In the images above you can see fires at several oil refineries and industrial complexes, including facilities in the Port of Sendai and a petrochemical facility in Shiogama, where a large explosion was reported. On the left is a natural-color image showing a large brown smoke plume extending about 85 kilometers / 53 miles southeast from the coastline. The image on the right was used to confirm that the brown plume was actually something in the air and not something on the ground/water. Here’s an explanation of the technology used to ascertain that information from far away:

[T]he right-hand image is a stereoscopic “anaglyph” created from data in MISR’s [Multi-angle Imaging SpectroRadiometer aboard NASA’s Terra spacecraft] red spectral band, and generated by displaying the 46-degree backward view in red and 60-degree backward view in cyan. The separation between the red and cyan images is known as stereo parallax, and is related to the height of the observed features above the surface. Viewing the anaglyph with red-cyan glasses (red filter over the left eye) gives a perception of height. No separation is visible for the coastline, which is at sea level, but the clouds and plume are distinctly elevated. The height of the plume is estimated to be about 2 kilometers (1.2 miles), at a similar altitude as the nearby clouds.

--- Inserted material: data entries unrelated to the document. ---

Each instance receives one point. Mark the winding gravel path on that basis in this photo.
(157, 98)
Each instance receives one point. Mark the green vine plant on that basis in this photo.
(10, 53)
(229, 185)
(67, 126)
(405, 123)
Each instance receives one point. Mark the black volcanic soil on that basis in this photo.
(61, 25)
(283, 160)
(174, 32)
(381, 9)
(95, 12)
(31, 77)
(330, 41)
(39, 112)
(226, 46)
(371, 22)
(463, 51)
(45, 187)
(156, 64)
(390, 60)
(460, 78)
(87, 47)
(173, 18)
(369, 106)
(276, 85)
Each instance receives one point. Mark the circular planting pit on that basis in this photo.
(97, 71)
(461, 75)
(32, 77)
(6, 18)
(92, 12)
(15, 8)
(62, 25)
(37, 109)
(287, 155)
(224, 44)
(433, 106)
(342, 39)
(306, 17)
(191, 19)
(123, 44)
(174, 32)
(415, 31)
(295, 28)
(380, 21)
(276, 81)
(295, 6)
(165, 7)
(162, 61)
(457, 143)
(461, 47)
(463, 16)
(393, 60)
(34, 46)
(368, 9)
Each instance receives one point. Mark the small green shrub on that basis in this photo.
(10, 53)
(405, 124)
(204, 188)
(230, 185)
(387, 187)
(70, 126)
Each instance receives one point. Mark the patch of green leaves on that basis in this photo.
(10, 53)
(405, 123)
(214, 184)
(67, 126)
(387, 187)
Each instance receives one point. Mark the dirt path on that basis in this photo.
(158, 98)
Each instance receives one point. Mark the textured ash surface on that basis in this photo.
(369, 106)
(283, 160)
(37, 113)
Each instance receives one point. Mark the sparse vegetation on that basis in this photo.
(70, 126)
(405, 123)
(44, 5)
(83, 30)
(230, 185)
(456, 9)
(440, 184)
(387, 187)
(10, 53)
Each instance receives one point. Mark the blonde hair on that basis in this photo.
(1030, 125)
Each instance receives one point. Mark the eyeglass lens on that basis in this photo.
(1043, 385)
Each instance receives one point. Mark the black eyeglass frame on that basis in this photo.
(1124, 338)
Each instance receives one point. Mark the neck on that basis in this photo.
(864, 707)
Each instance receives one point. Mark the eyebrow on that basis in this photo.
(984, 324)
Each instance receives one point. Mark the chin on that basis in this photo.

 Fukushima Dai-ichi Nuclear Power Plant. Credit: Japan Ministry of Land, Infrastructure and Transport. AirPhoto, via Wikimedia Commons.Fukushima Daiichi Nuclear Power Plant. Credit: Japan Ministry of Land, Infrastructure and Transport, AirPhoto, via Wikimedia Commons.

 

As for efforts to avert disaster at Japan’s imperiled nuclear power plants, the New York Times reports near chaos among those running the show:

“They’re basically in a full-scale panic” among Japanese power industry managers, said a senior nuclear industry executive. “They’re in total disarray, they don’t know what to do.”

Most alarming of all is what’s happening at the Fukushima Daiichi’s reactor number 3 that exploded yesterday. In the current catalogue of bad possibilities, this one is the Mother of all Bad Possibilities, since the reactor uses a mixed oxide fuel, known as MOX, made with reprocessed plutonium and uranium oxides. If any of that gets out, the situation gets much worse faster, since inhaling plutonium is lethal, even tiny bits of it.